Ensuring equity and quality when our learners demand flexibility and choice (#87)

Janine Tarr 1 , Sally Farrington 2 , Kylie Hoffman 3 , Tracy Douglas 1 , Marie-Louise Bird 1 , Jane Pittaway 1 , Chin-Liang Beh 2
  1. University of Tasmania, Launceston, TAS, Australia
  2. University of Tasmania, Lilyfield, NSW, Australia
  3. University of Tasmania, Hobart, TAS, Australia

Abstract Content (up to 300 words recommended)

With advances in technology, students now have a choice of ‘learning places’ that enables them to “be connected to a community of learners anytime and anywhere without being time, place or situation bound” 1. Our institution places significant emphasis on learner choice, whilst demanding high impact, quality and equity of experience, regardless of the choices made.2

We surveyed our students, across four geographically dispersed campuses, to find out why they make the choices they do about where they learn, in an effort to understand how we can best meet their needs without being overwhelmed by the complexity of offering and maintaining multiple modes of delivery. This paper reports demographic factors that, for the 124 respondents, were associated with mode usage and explores the thinking of students around their choice of learning 'place’, identifying key pedagogical and pragmatic themes that were evident in the reasons they gave for the choices they made.

The findings provide a complex picture, but our learners readily identified the elements of their preferred mode that 'fitted' with their learning needs at a particular time and in their particular circumstances.  We discuss the challenge to us to increase quality and equity by ensuring that the elements students value most in each mode are maintained and enhanced, but are also extended to those who choose to engage via other modes.

Addressing the theme/s of the Conference (up to 200 words recommended)

 In this paper we report and discuss the complexity of student choice, the complexity of the lives of our students and the implications that this has for academics.

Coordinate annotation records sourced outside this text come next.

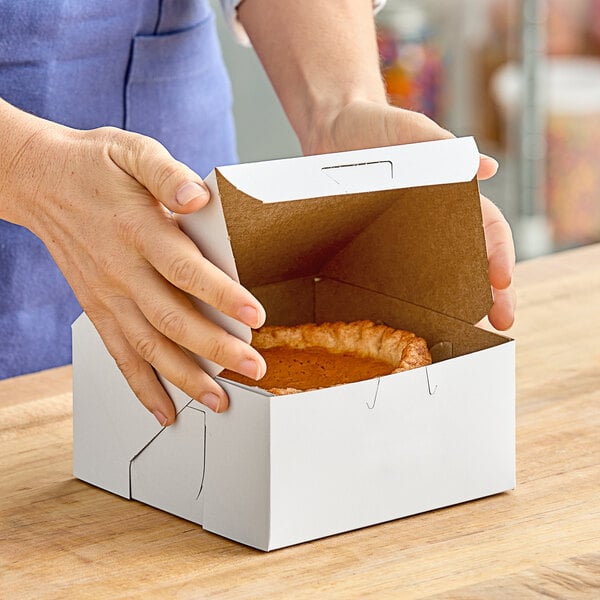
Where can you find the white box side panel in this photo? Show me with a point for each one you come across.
(168, 474)
(343, 460)
(110, 425)
(236, 476)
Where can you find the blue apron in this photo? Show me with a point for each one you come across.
(151, 66)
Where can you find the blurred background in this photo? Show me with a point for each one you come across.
(522, 76)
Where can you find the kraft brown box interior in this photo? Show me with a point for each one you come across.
(388, 234)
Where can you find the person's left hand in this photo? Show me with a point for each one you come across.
(364, 124)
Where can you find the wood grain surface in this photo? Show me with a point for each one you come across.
(60, 538)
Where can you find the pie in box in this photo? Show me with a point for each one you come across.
(307, 357)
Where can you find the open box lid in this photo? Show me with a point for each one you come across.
(404, 221)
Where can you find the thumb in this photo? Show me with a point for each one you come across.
(171, 182)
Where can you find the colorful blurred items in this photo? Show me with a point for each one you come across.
(571, 94)
(411, 65)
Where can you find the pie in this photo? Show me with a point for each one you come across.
(308, 357)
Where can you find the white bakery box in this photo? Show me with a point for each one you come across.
(389, 234)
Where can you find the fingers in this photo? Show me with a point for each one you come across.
(180, 262)
(171, 313)
(488, 167)
(138, 373)
(171, 182)
(499, 244)
(502, 313)
(168, 358)
(501, 262)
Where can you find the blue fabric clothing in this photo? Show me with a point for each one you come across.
(151, 66)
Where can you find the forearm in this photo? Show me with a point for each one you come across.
(320, 57)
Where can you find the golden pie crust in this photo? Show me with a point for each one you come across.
(307, 357)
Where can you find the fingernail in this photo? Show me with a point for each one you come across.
(160, 417)
(251, 368)
(489, 158)
(251, 316)
(189, 191)
(211, 400)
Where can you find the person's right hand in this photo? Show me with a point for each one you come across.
(101, 201)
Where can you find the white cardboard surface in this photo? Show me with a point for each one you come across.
(276, 471)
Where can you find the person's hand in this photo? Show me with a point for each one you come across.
(101, 201)
(364, 124)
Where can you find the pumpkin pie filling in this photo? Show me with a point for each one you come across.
(307, 357)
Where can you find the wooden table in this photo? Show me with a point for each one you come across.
(60, 538)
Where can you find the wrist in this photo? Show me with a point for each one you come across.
(31, 158)
(326, 125)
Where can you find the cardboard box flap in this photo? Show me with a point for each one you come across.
(404, 221)
(356, 171)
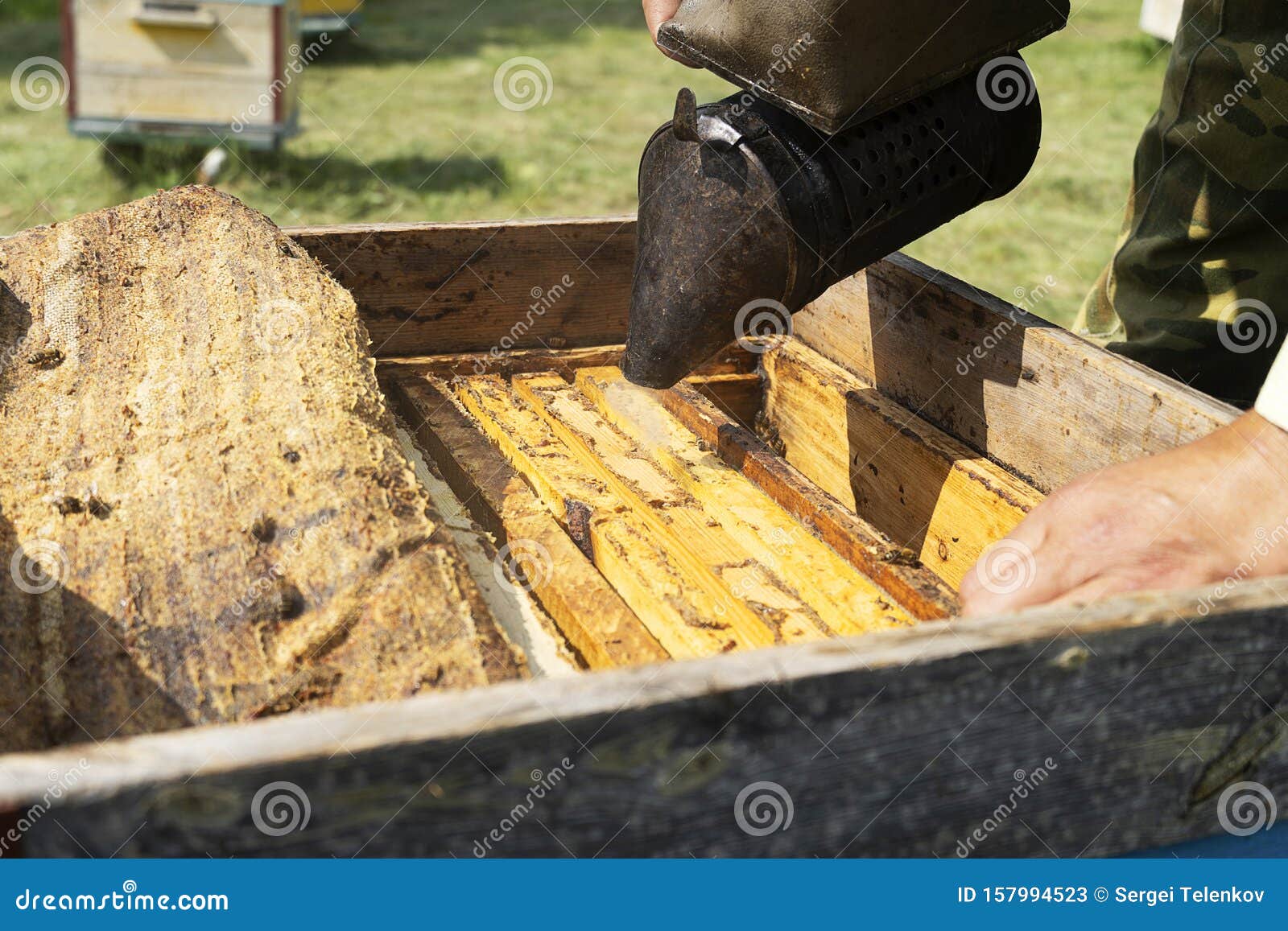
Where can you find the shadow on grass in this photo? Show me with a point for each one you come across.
(169, 164)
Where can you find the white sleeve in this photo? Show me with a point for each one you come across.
(1273, 399)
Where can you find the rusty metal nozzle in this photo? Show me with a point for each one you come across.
(747, 214)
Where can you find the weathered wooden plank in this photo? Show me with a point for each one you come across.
(1140, 712)
(927, 489)
(844, 599)
(469, 287)
(741, 396)
(683, 604)
(867, 549)
(1030, 394)
(589, 612)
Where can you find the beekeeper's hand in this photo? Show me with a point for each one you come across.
(657, 12)
(1201, 514)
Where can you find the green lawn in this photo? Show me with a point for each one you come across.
(402, 124)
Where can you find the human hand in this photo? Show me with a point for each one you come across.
(657, 12)
(1193, 515)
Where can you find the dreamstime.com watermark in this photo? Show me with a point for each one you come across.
(763, 809)
(38, 566)
(1006, 84)
(1026, 783)
(1006, 566)
(39, 83)
(762, 325)
(523, 566)
(543, 300)
(1027, 299)
(1246, 326)
(280, 809)
(1246, 808)
(1266, 60)
(543, 785)
(60, 783)
(128, 899)
(1266, 541)
(742, 587)
(523, 83)
(298, 60)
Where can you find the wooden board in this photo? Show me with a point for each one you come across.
(1034, 397)
(897, 744)
(683, 602)
(845, 600)
(1150, 705)
(927, 491)
(473, 287)
(897, 570)
(1030, 396)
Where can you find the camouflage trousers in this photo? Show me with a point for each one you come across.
(1198, 286)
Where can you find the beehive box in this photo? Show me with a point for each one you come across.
(186, 70)
(815, 504)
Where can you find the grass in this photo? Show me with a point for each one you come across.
(402, 124)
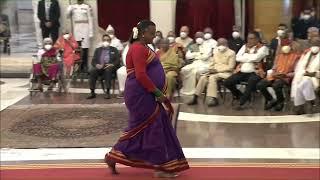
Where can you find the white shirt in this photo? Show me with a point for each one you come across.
(248, 59)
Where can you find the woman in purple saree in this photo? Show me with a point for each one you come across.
(149, 141)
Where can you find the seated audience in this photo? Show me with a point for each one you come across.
(48, 67)
(306, 78)
(171, 59)
(221, 67)
(69, 46)
(105, 62)
(198, 58)
(279, 76)
(250, 68)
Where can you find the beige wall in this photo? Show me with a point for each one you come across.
(162, 12)
(269, 13)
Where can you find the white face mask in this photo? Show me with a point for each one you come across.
(207, 36)
(66, 36)
(47, 47)
(222, 48)
(183, 34)
(156, 39)
(171, 39)
(280, 33)
(199, 40)
(315, 49)
(105, 44)
(306, 16)
(235, 34)
(286, 49)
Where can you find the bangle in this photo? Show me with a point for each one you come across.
(157, 93)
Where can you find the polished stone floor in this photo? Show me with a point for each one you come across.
(68, 127)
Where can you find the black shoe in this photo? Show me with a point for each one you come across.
(279, 106)
(299, 110)
(194, 100)
(92, 96)
(270, 104)
(213, 102)
(120, 95)
(107, 96)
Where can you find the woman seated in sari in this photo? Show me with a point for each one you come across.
(69, 46)
(149, 141)
(48, 67)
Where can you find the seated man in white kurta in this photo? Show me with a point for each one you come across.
(115, 42)
(198, 55)
(306, 78)
(122, 72)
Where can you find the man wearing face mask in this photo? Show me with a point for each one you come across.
(172, 60)
(222, 64)
(236, 42)
(282, 35)
(184, 39)
(306, 78)
(115, 42)
(82, 20)
(69, 46)
(313, 32)
(106, 61)
(279, 76)
(48, 66)
(198, 58)
(208, 40)
(249, 69)
(301, 24)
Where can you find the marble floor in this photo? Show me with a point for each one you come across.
(208, 135)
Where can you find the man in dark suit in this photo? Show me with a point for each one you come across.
(49, 14)
(105, 62)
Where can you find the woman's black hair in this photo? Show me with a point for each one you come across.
(142, 27)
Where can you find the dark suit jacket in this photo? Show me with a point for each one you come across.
(114, 57)
(54, 13)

Specifically, we discuss the complexity of providing choices that are truly equitable and of the quality necessary to allow students to meet expected learning outcomes, rather than the provision of choice just for the sake of choice.

  1. Garrison, D. R., & Kanuka, H. (2004). Blended learning: Uncovering its transformative potential in higher education. The Internet and Higher Education, 7(2), 95-105.
  2. Brown, N., Kregor, G., & Williams, G. (2013). Technology Enhanced Learning and Teaching White Paper. Retrieved August 3, from www.teaching-learning.utas.edu.au/news/news/telt-white-paper.